I've got the following set of 6 subkeys
$ gpg -K
...
ssb> rsa2048 2017-10-04 [E] [expires: 2027-10-02]
ssb> rsa2048 2017-10-04 [S] [expires: 2027-10-02]
ssb> rsa2048 2017-10-04 [A] [expires: 2027-10-02]
ssb> rsa2048 2015-02-12 [E] [expires: 2025-01-05]
ssb> rsa2048 2016-01-05 [A] [expires: 2026-01-02]
ssb> rsa2048 2016-08-20 [S] [expires: 2026-08-18]
The context is that I bought a new smart card (Yubikey) and generated new subkeys for it. I wanted to keep record of old subkeys in my pubkey so that e.g. Github keeps displaying my old commits signed with old subkeys as "verified".

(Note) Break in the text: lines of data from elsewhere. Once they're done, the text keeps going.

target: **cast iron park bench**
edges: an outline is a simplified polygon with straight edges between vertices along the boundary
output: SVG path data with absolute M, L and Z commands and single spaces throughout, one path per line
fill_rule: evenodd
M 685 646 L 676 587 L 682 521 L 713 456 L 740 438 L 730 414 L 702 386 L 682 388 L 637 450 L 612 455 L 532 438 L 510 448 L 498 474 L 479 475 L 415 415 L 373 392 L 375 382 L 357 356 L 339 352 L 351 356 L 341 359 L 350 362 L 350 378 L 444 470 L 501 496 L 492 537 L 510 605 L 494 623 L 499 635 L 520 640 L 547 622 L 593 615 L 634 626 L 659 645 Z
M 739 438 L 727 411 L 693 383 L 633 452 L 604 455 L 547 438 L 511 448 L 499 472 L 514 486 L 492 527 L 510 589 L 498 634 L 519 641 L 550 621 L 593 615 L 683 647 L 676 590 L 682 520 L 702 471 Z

However I'd like to make sure that from now on only new subkeys are primarly used. e.g. If someone sends me an encrypted message I want them to use the new subkey.
I noticed gpg -e
uses my new encryption subkey by default, so this works as intended, but my question is why?
In other words how does gpg
determine which key to use during encryption? Is it based on order in which subkeys are saved in the file (as above) or creation/expiration date (newer has priority)?